Es begab sich im Jahre 1812, zu der Zeit als Mexiko noch "Neu-Spanien" hieß, dass der spanische Gesandte Luis de Onís seinem Vizekönig in der Hauptstadt über ein gar merkwürdiges Angebot berichtete. Die Regierung der USA habe ihn in Washington davon in Kenntnis gesetzt, dass sie alle Gebiete Neu-Spaniens (Mexikos) nördlich des Río Grande und vom Schnittpunkt desselben mit dem 31. Breitengrad ausgehend bis zum Pazifik "erwerben" wolle.

Um dieser Absicht Nachdruck zu verleihen, präsentierten verschiedene US-Regierungen zunächst Spanien und danach dem unabhängig gewordenen Mexiko Kaufangebote für seine "Nordgebiete": die heutigen US-Staaten Kalifornien, Arizona, Nevada, Utah, New Mexico, Texas sowie Teile von Colorado und Kansas. Alle Offerten der USA wurden entrüstet abgelehnt.

Doch nach seiner Unabhängigkeit wurde Mexiko zunächst noch nicht von den expansionslüsternen USA bedroht, sondern von einer europäischen Macht: Frankreich! Im "Kuchenkrieg" von 1838 spielten sich während einer kurzen französischen Invasion ein paar Scharmützel ab, aus denen der General Don Antonio López de Santa Anna (1794 – 1876) als "großer Held des Vaterlandes" hervorging. Santa Anna stellte einen Schusswechsel mit den schon fliehenden, im Rückzug befindlichen Franzosen als grandiosen Sieg dar.

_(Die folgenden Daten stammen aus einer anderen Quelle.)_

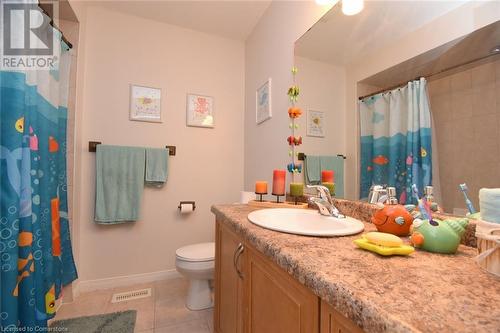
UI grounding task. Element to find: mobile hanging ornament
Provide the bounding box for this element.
[286,66,302,178]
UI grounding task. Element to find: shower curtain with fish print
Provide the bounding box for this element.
[359,78,432,204]
[0,14,77,332]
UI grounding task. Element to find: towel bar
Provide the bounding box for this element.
[297,153,347,161]
[89,141,177,156]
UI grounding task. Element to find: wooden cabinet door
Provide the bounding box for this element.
[321,301,363,333]
[214,223,243,333]
[244,245,319,333]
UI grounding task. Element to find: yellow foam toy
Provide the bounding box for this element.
[354,232,415,256]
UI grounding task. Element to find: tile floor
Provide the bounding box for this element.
[55,277,213,333]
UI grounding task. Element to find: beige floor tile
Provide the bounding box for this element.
[155,277,189,301]
[105,289,155,332]
[155,297,205,328]
[155,319,210,333]
[52,278,213,333]
[200,308,214,332]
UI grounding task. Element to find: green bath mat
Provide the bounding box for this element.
[50,310,137,333]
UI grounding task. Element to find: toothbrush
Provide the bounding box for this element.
[458,183,476,214]
[411,184,432,221]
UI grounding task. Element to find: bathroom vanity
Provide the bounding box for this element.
[212,205,500,333]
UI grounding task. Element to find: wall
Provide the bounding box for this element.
[59,19,80,301]
[72,3,245,285]
[345,1,500,199]
[244,1,331,191]
[294,57,345,167]
[428,60,500,212]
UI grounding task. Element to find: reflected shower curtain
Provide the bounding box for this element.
[0,20,77,332]
[359,78,432,204]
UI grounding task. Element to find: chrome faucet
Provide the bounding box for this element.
[307,185,345,219]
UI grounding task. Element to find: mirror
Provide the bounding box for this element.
[295,1,500,215]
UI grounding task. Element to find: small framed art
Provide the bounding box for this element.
[186,94,214,128]
[307,110,325,138]
[130,84,162,123]
[255,79,272,124]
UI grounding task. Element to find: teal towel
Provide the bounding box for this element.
[304,155,321,185]
[95,145,146,224]
[145,148,169,187]
[319,156,344,198]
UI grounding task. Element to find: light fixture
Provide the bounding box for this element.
[315,0,338,6]
[342,0,365,16]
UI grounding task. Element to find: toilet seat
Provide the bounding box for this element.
[175,242,215,262]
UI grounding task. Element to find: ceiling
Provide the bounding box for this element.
[86,0,271,40]
[295,0,467,66]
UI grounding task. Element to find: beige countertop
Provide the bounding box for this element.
[212,205,500,333]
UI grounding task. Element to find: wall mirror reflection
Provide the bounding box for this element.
[295,1,500,215]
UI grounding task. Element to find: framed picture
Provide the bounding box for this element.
[307,110,325,137]
[255,79,272,124]
[186,94,214,128]
[130,84,161,123]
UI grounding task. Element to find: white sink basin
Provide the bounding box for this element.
[248,208,365,237]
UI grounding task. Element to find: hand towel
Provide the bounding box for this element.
[145,148,169,187]
[319,156,344,199]
[304,155,321,185]
[94,144,146,224]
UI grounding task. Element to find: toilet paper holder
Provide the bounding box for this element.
[177,201,196,210]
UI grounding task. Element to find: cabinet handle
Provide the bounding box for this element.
[233,243,245,279]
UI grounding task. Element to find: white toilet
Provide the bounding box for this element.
[175,242,215,310]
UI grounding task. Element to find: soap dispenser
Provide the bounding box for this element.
[371,187,413,236]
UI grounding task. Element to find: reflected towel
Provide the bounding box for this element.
[145,148,169,187]
[319,156,344,199]
[94,144,146,224]
[304,155,321,185]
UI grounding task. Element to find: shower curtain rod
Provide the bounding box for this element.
[38,4,73,49]
[358,53,499,100]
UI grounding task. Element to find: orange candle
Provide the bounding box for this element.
[273,170,286,195]
[255,180,267,194]
[321,170,335,183]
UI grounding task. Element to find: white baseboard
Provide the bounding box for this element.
[75,269,181,294]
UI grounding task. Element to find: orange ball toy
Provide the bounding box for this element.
[371,205,413,236]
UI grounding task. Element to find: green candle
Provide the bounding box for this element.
[290,183,304,197]
[322,182,335,197]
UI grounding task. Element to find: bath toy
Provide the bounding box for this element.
[354,232,415,256]
[410,218,469,254]
[371,205,414,236]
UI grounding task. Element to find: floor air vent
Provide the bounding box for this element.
[111,288,151,303]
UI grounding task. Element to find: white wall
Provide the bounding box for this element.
[345,1,500,199]
[295,57,345,155]
[74,7,245,281]
[245,1,330,191]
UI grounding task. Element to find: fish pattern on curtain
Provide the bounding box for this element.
[359,78,432,204]
[0,39,77,332]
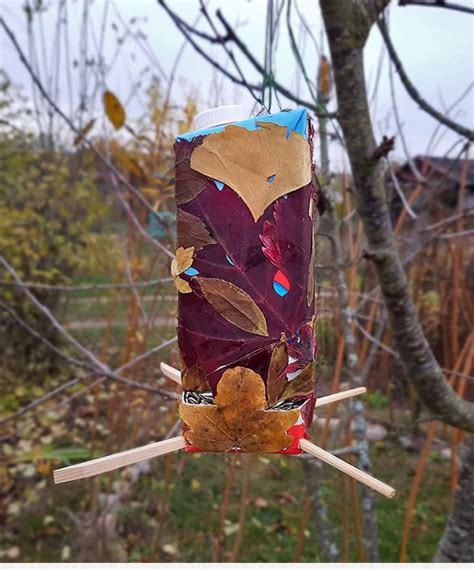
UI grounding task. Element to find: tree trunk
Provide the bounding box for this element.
[434,435,474,562]
[320,0,474,432]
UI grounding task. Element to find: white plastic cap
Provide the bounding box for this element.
[194,105,252,131]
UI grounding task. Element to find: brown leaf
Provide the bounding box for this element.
[191,121,311,222]
[177,208,217,251]
[280,362,314,400]
[318,55,332,99]
[195,277,268,336]
[171,247,194,293]
[175,141,209,206]
[267,342,288,406]
[102,91,125,130]
[180,356,209,392]
[73,119,95,146]
[179,366,299,453]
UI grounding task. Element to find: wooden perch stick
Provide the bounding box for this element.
[299,439,395,499]
[160,362,367,408]
[53,435,186,483]
[314,386,367,408]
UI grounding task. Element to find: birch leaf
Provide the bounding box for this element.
[191,122,311,222]
[267,342,288,406]
[195,277,268,336]
[280,362,314,400]
[177,208,216,251]
[171,247,194,293]
[179,367,299,453]
[102,91,125,130]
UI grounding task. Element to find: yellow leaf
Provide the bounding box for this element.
[73,119,95,146]
[191,121,311,222]
[103,91,125,130]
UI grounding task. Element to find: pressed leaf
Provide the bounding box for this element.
[318,55,332,99]
[267,342,288,406]
[175,140,209,206]
[102,91,125,129]
[180,356,209,392]
[177,208,216,251]
[73,119,95,146]
[176,247,194,273]
[306,229,316,307]
[179,367,299,453]
[195,277,268,336]
[280,362,314,400]
[171,247,194,293]
[191,122,311,222]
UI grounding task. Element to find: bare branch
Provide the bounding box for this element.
[398,0,474,14]
[0,17,174,259]
[377,17,474,141]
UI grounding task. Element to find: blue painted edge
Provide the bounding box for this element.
[176,109,308,141]
[183,267,199,277]
[273,281,288,297]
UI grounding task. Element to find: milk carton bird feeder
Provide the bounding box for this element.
[54,106,395,498]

In diesem militärischen Geplänkel traf ihn eine verirrte Kugel in den Unterschenkel, der darauf amputiert werden musste. Dies brachte den General auf die bizarre Idee, für das verlorene Beinsegment ein Grabmonument bauen zu lassen. Und so geschah es. Sein Unterschenkel wurde – begleitet von den Klängen einer Blaskapelle – mit militärischen Ehren bestattet und fortan als vaterländische "Reliquie" verehrt. Der Personenkult um Santa Anna und seine geopferte Beinhälfte trieb seltsame Blüten. Man verlieh ihm Beinamen wie "Salvador de la Patria" oder "Nuevo Mesías". Er selbst zog es vor, sich schlicht "Napoleón" zu nennen.

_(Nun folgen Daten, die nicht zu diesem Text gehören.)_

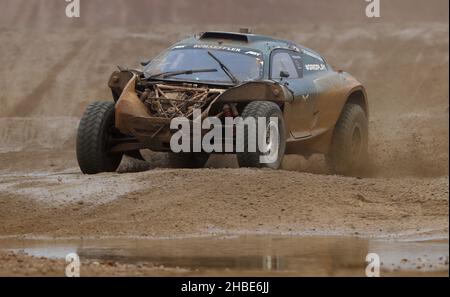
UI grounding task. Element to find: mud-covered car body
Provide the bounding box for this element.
[109,32,368,155]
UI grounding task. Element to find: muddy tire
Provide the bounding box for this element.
[167,153,209,169]
[76,101,123,174]
[236,101,286,169]
[326,104,369,175]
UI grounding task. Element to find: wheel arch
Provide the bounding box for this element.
[341,86,369,117]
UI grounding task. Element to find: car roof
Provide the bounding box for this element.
[176,31,321,57]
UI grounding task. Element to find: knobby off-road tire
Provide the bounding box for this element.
[236,101,286,169]
[326,104,369,175]
[167,153,209,169]
[77,101,123,174]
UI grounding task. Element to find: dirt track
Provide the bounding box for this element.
[0,0,449,276]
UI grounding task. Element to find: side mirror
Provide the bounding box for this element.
[139,60,152,67]
[280,70,290,78]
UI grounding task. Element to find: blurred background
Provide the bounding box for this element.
[0,0,449,177]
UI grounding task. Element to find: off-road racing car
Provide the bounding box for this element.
[76,32,368,174]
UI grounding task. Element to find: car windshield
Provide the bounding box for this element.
[144,45,263,83]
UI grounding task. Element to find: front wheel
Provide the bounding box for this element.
[76,101,123,174]
[326,104,369,175]
[236,101,286,169]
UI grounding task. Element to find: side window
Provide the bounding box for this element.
[303,50,327,75]
[270,50,302,79]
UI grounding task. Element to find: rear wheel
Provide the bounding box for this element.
[326,104,368,175]
[76,101,123,174]
[236,101,286,169]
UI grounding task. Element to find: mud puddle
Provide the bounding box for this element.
[0,236,449,276]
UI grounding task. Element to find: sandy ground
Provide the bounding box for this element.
[0,0,449,275]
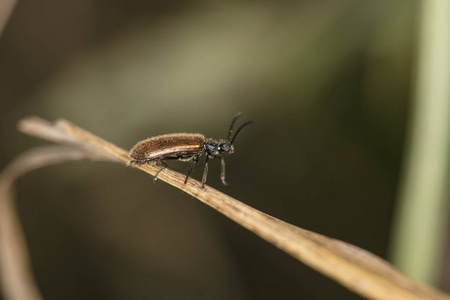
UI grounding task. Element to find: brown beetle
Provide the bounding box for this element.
[129,113,253,188]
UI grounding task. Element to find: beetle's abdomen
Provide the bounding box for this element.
[129,133,205,162]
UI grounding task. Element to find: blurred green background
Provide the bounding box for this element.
[0,0,450,300]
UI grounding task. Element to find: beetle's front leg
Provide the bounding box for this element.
[184,154,201,184]
[153,160,167,182]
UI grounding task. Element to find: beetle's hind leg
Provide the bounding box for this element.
[220,157,228,185]
[184,155,200,184]
[202,155,213,189]
[153,160,167,182]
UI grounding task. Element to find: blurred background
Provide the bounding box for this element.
[0,0,450,300]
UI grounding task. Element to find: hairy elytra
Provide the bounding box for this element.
[129,113,253,188]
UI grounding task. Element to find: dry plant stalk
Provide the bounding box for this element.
[0,117,450,300]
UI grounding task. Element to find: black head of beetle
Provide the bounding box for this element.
[204,113,254,156]
[129,113,253,187]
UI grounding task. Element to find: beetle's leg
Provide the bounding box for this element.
[153,160,167,182]
[220,156,228,185]
[202,155,209,189]
[184,155,200,184]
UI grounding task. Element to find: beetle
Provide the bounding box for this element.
[129,112,254,188]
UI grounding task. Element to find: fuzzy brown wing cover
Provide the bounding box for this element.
[129,133,206,161]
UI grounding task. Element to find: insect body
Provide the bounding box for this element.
[129,113,253,188]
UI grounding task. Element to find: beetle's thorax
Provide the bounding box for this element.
[203,139,234,156]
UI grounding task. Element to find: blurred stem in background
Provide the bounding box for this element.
[391,0,450,284]
[0,0,17,36]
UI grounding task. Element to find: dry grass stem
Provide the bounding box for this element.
[1,118,450,299]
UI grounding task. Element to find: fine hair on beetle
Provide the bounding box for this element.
[129,112,254,188]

Santa Anna wurde insgesamt elf Mal Präsident von Mexiko, aber regierte fast nie eine ganze Amtszeit. Fünf Mal schickte man ihn ins "lebenslange" Exil.

Im Verlauf des Jahres 1845 hatte sich das Verhältnis zwischen Mexiko und den USA ständig verschlechtert und ein drohender Krieg lag in der Luft. Texas hatte seine Unabhängigkeit von Mexiko erklärt und votierte nun – nach massiver Einflussnahme der USA – für eine Annexion durch die USA. Dies konnte Mexiko unmöglich akzeptieren und der Kriegsausbruch stand unmittelbar bevor.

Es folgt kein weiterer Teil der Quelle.